Opinião
Inundações: construir resiliência num contexto de incerteza
No mundo, as inundações afetam mais pessoas do que qualquer outro tipo de catástrofe natural. É urgente encontrar respostas holísticas que criem resiliência e permitam gerir eficazmente os riscos.
Há 52 anos, em novembro de 1967, cinco horas de chuvas torrenciais bastariam para criar uma das piores catástrofes naturais em Portugal. De forma imprevisível, as inundações provocaram um total estimado de 700 mortos e 20 mil casas danificadas na região de Lisboa. A dimensão das inundações de 67 não tem comparação em Portugal - foi o segundo evento climático mais mortífero, a seguir à onda de calor de 2003. Mas, no geral, as inundações estão longe de ser ocorrências raras no nosso país: são, hoje em dia, um dos fenómenos naturais extremos mais frequentes, a par das secas, ondas de calor, incêndios florestais e tempestades.
Atualmente Portugal Continental regista 63 áreas com risco potencial elevado de inundação, de acordo com a Avaliação Preliminar dos Riscos de Inundações (APRI) da Agência Portuguesa do Ambiente. Estes riscos são locais, mas também globais. No mundo, as inundações afetam mais pessoas do que qualquer outro tipo de catástrofe natural, sendo responsáveis pelas maiores perdas humanas, materiais e económicas.
O relatório das Nações Unidas "The Human Cost of Weather Related Disasters" contabiliza que, em 20 anos - entre 1995 e 2015 - morreram 157 mil pessoas na sequência de inundações. Os prejuízos económicos acompanham a dimensão humana: na União Europeia, os prejuízos anuais rondam os cinco mil milhões de euros e globalmente foram superiores a 660 mil milhões de dólares.
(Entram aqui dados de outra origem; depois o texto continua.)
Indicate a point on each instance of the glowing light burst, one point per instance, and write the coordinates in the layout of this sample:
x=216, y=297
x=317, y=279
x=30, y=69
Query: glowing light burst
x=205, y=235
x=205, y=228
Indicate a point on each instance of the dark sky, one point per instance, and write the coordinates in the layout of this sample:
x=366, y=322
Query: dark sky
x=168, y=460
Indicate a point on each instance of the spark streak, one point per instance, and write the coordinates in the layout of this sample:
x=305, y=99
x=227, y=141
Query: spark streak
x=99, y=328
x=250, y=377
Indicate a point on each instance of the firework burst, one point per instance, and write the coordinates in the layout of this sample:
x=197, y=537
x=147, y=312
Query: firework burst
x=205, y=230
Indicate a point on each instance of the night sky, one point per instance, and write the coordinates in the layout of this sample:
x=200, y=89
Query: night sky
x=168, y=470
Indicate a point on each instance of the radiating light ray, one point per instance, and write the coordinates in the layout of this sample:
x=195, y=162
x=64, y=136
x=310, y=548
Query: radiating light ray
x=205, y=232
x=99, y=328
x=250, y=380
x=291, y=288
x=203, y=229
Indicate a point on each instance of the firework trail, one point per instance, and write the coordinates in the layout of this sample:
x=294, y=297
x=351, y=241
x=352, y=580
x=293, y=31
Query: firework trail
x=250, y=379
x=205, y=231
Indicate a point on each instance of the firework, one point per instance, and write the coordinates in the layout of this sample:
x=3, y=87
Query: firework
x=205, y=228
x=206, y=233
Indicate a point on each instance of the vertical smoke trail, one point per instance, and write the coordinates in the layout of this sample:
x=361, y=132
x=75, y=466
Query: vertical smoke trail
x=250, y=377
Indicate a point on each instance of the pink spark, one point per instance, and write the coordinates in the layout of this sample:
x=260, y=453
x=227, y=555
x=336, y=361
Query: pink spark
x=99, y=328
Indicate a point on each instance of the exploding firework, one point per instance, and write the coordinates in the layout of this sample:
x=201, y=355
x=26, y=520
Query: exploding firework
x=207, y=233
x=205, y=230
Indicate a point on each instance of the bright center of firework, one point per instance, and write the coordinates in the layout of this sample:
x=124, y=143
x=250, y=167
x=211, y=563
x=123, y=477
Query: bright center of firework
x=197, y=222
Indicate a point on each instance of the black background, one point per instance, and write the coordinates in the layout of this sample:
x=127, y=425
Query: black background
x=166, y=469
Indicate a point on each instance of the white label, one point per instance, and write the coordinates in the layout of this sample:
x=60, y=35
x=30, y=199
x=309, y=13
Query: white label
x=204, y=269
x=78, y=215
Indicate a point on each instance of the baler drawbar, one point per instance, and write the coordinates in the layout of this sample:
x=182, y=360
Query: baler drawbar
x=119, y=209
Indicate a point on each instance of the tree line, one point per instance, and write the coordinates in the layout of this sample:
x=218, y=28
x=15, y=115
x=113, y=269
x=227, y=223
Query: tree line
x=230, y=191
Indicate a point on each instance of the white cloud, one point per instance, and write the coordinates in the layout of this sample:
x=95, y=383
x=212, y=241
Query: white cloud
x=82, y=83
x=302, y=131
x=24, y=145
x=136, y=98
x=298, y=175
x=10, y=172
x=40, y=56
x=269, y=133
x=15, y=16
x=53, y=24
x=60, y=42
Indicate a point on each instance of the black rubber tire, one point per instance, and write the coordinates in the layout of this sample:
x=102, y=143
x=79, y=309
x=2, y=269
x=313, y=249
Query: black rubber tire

Perante este impacto, o risco não pode ser ignorado, sobretudo no contexto da crise climática que vivemos. A subida do nível do mar, as tempestades e as alterações nos padrões de pluviosidade aumentam a incerteza em relação às inundações, que se esperam cada vez mais frequentes, severas e também em zonas fora dos habituais mapas de risco. Este é, certamente, um problema complexo, que exige abordagens inovadoras e, sobretudo, holísticas.
Da resignação à resiliência
Torna-se claro que a resposta tradicional de esperar pela catástrofe para depois financiar a reconstrução é inaceitável. Sabendo que os impactos vão ser de grande magnitude, há que trabalhar na adaptação das zonas e das comunidades mais vulneráveis, gerindo e minimizando o risco, para assim diminuir as perdas. As inundações deste ano em Moçambique, à passagem do ciclone Idai, são disso exemplo.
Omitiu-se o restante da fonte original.